Stolen opened at Playbox Theatre in October 1998, directed by theatre-maker Wesley Enoch. The play has continued to morph ever since.
What hasn’t changed is the broader cultural context in which the play is performed. “Colonisation and Stolen Generations are the foundations for how we are today,” says Harrison. “It’s not in the past, we live with it as Aboriginal people. That’s what we all have to come to terms with, that’s what we all have to acknowledge, that we’re living with this legacy of discrimination and racism and genocide.”
The new National Theatre of Parramatta production at Riverside is the second directed by Vicki Van Hout, who brings her own earthy, physical sensibility as a dancer and experimental performer, having trained at the National Aboriginal Islander Skills Development Association (Australia’s leading Indigenous dance college) and then at the Martha Graham School of Contemporary Dance in New York.
Harrison describes Van Hout’s vision of her script as “quite mesmerising”.
“Vicki brings a new dimension and a new approach. She’s a choreographer, so [her production is] very physical theatre, it’s also very musical and rhythmic. She uses so many different senses. A lot of it is about the temporary nature of home. An essential motif on the stage is a tree that’s been yarn-bombed with all these colours.”
Van Hout follows in the footsteps of many other directors, including Leah Purcell and Wayne Blair, as well as the dozens of actors who’ve brought their own lived experiences. With all those collective efforts over the years, Harrison says the story is now “more than us, it’s more than the individuals” working on each production. “It’s about honouring the community, and that’s the most important thing.”

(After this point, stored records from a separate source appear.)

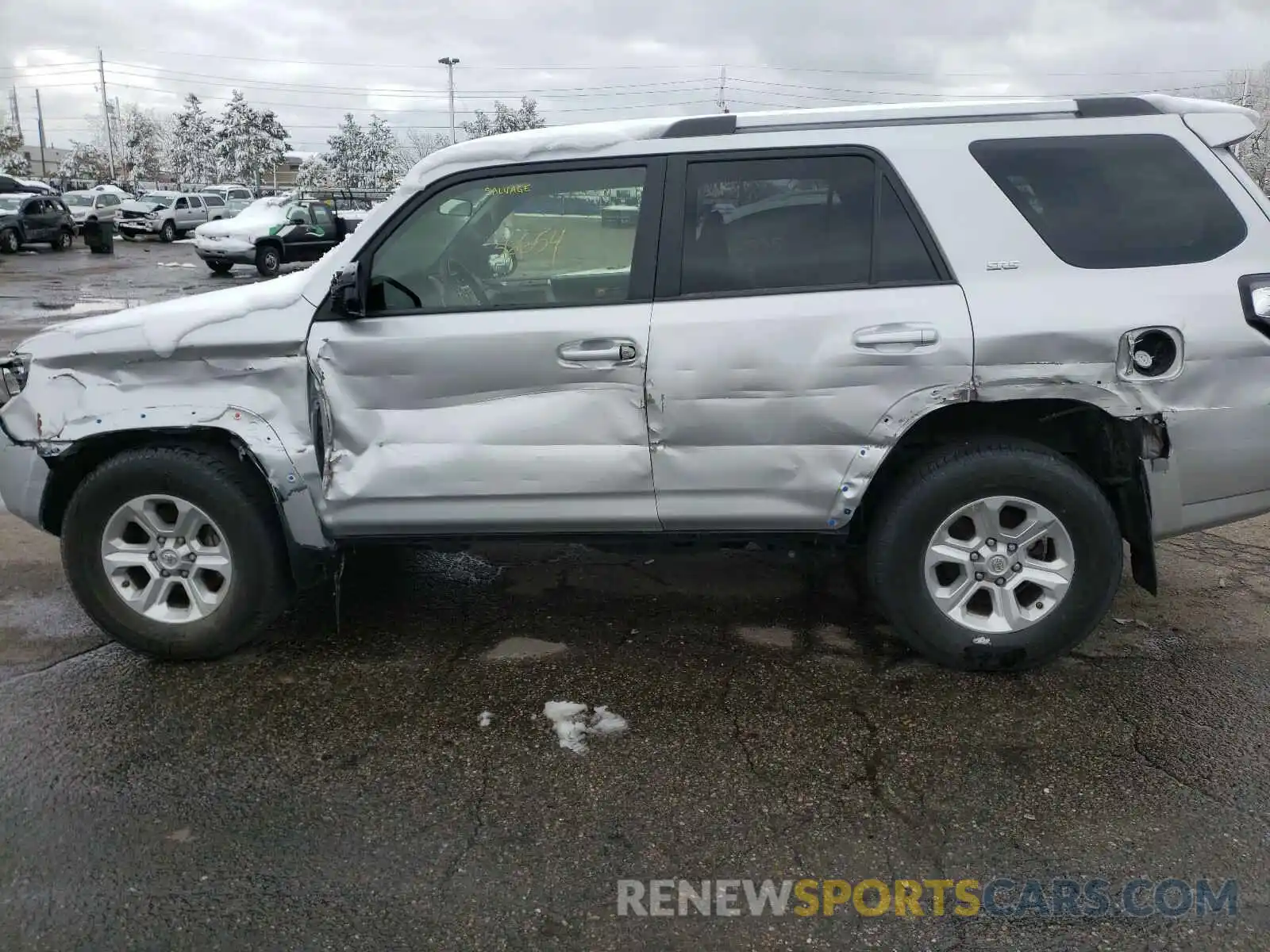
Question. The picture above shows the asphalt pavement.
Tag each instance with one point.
(379, 774)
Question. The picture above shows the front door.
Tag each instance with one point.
(802, 308)
(497, 380)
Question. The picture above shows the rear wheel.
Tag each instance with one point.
(995, 556)
(268, 260)
(175, 552)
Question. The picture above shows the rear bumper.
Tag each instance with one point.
(23, 476)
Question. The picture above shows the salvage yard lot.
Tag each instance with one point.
(333, 787)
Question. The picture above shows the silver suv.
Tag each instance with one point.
(988, 343)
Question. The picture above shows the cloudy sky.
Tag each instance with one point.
(314, 60)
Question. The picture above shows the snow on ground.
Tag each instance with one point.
(573, 727)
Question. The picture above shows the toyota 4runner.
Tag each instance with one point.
(991, 343)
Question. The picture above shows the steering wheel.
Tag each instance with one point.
(404, 290)
(457, 276)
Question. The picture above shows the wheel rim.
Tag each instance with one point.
(167, 559)
(1000, 564)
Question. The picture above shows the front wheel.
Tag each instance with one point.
(997, 555)
(175, 552)
(268, 260)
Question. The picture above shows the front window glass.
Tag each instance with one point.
(540, 240)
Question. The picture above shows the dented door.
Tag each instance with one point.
(508, 403)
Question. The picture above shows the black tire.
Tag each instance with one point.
(233, 498)
(268, 260)
(954, 476)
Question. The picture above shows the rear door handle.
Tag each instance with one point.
(895, 334)
(602, 351)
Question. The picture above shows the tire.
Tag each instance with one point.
(268, 260)
(931, 493)
(237, 505)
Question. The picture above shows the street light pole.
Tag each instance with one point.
(450, 63)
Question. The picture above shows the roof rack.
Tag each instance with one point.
(920, 113)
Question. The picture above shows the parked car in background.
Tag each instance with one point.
(168, 215)
(235, 205)
(92, 206)
(272, 232)
(29, 219)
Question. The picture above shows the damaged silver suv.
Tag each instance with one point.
(991, 343)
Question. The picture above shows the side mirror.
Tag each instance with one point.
(459, 207)
(346, 292)
(502, 260)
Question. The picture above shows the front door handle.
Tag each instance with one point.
(603, 351)
(895, 336)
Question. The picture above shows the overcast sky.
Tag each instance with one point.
(314, 60)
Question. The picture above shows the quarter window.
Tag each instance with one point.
(537, 240)
(1115, 201)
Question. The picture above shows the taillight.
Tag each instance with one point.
(1255, 295)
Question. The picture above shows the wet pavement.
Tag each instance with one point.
(333, 787)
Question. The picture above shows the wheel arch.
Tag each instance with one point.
(1113, 451)
(264, 454)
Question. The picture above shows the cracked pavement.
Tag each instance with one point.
(330, 789)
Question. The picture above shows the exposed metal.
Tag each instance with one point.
(1000, 564)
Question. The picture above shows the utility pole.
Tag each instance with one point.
(106, 111)
(14, 112)
(450, 63)
(40, 126)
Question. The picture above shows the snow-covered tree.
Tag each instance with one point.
(12, 159)
(313, 173)
(86, 162)
(192, 145)
(137, 141)
(419, 146)
(506, 120)
(248, 141)
(346, 154)
(383, 165)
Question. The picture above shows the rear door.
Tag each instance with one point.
(800, 304)
(469, 399)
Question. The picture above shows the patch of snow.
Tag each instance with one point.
(572, 727)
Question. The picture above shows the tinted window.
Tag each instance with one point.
(798, 222)
(537, 240)
(1115, 201)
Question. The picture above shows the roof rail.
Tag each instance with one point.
(918, 113)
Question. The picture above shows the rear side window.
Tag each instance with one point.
(1115, 201)
(799, 222)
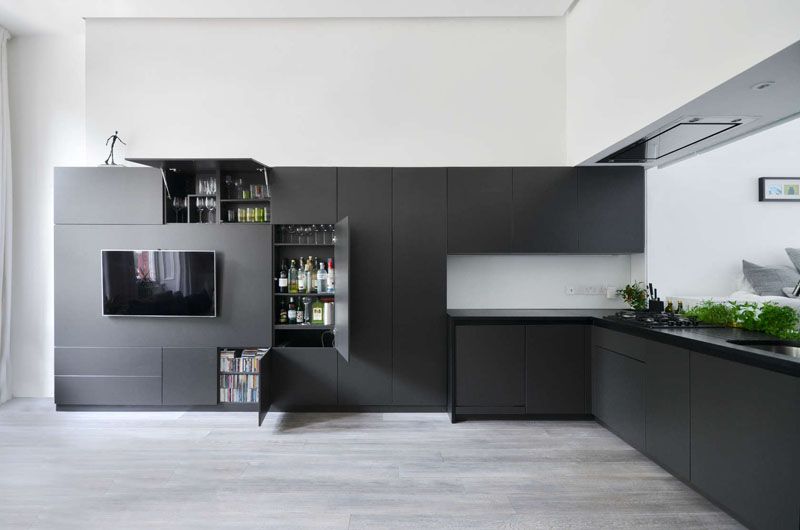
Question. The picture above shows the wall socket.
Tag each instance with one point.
(592, 290)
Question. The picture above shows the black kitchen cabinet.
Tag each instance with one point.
(490, 369)
(365, 197)
(611, 210)
(745, 434)
(667, 418)
(189, 376)
(556, 369)
(303, 378)
(618, 394)
(545, 214)
(303, 195)
(419, 284)
(479, 210)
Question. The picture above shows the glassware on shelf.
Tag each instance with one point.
(200, 202)
(211, 206)
(178, 204)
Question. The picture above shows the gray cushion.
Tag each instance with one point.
(794, 255)
(769, 281)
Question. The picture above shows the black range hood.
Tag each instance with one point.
(684, 133)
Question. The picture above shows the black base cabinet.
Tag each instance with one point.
(556, 369)
(667, 407)
(618, 394)
(490, 369)
(303, 378)
(745, 440)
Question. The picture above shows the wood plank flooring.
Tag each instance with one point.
(198, 470)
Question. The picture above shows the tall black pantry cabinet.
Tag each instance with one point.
(419, 286)
(365, 197)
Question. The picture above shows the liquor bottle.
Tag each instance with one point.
(309, 282)
(322, 278)
(283, 279)
(316, 312)
(293, 278)
(307, 308)
(331, 275)
(301, 278)
(313, 267)
(283, 313)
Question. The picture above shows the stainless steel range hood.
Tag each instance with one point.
(675, 137)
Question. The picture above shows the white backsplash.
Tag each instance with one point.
(534, 281)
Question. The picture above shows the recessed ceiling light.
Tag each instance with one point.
(763, 85)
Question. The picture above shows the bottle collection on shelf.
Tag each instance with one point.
(310, 278)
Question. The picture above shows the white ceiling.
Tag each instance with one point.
(23, 17)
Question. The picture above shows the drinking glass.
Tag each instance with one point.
(201, 205)
(211, 205)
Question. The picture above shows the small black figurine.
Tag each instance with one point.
(113, 139)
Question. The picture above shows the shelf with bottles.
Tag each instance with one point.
(305, 235)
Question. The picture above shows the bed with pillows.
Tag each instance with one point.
(760, 283)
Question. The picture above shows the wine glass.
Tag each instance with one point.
(211, 205)
(201, 205)
(178, 203)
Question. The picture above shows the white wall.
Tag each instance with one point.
(533, 282)
(704, 216)
(46, 78)
(389, 92)
(631, 62)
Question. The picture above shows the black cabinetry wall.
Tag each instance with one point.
(419, 286)
(365, 197)
(584, 210)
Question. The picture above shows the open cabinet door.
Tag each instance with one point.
(341, 313)
(264, 397)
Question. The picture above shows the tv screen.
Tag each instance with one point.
(159, 283)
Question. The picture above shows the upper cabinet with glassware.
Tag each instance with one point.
(214, 190)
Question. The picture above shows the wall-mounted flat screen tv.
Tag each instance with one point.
(159, 283)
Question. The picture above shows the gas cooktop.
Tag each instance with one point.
(650, 319)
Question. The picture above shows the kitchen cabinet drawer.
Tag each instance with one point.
(490, 366)
(618, 394)
(556, 369)
(107, 390)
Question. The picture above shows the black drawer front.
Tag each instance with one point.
(103, 390)
(144, 362)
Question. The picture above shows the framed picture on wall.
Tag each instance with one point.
(778, 189)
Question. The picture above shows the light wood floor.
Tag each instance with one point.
(136, 470)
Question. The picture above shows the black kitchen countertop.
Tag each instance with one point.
(710, 341)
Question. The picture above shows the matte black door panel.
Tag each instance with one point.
(108, 361)
(545, 209)
(303, 377)
(108, 196)
(419, 276)
(365, 197)
(303, 195)
(107, 390)
(490, 366)
(611, 209)
(618, 397)
(745, 437)
(556, 369)
(479, 210)
(190, 376)
(341, 315)
(667, 417)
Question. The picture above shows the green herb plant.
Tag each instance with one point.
(635, 295)
(769, 317)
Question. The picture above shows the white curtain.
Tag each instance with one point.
(5, 224)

Perhaps that sense of shared community around the play is why Stolen has become a mainstay of stages around the country, as well as its presence on the Victorian VCE and NSW HSC English and drama curriculum.
As well as the fresh creative input of each new productions’ contributors, there are always new audiences coming to the play for the first time. “I love the fact that young people are still seeing it,” Harrison says. “It hasn’t been staged in Melbourne for years, and people still ask me, is it on, is it on, can I go and see it?” she says.
“People come up to me. I was at a book signing for my novel, and one guy came up to me and said, ‘I saw it 12 years ago and I just wanted to tell you how much it meant to me.’ He was non-Indigenous. So I think it’s an experience that stays with people, especially if you’re new to the themes. It still resonates.”
“These are the sort of stories you need to have visceral response to, not just see statistics and facts. You need to feel what it’s like. Theatre is beautiful for that. You’ve got a darkened room, you’ve got five real people in front of you and they’re sharing a journey and an experience. It’s not just a piece of entertainment.”
Stolen plays at Riverside Theatres, Parramatta May 29-June 1.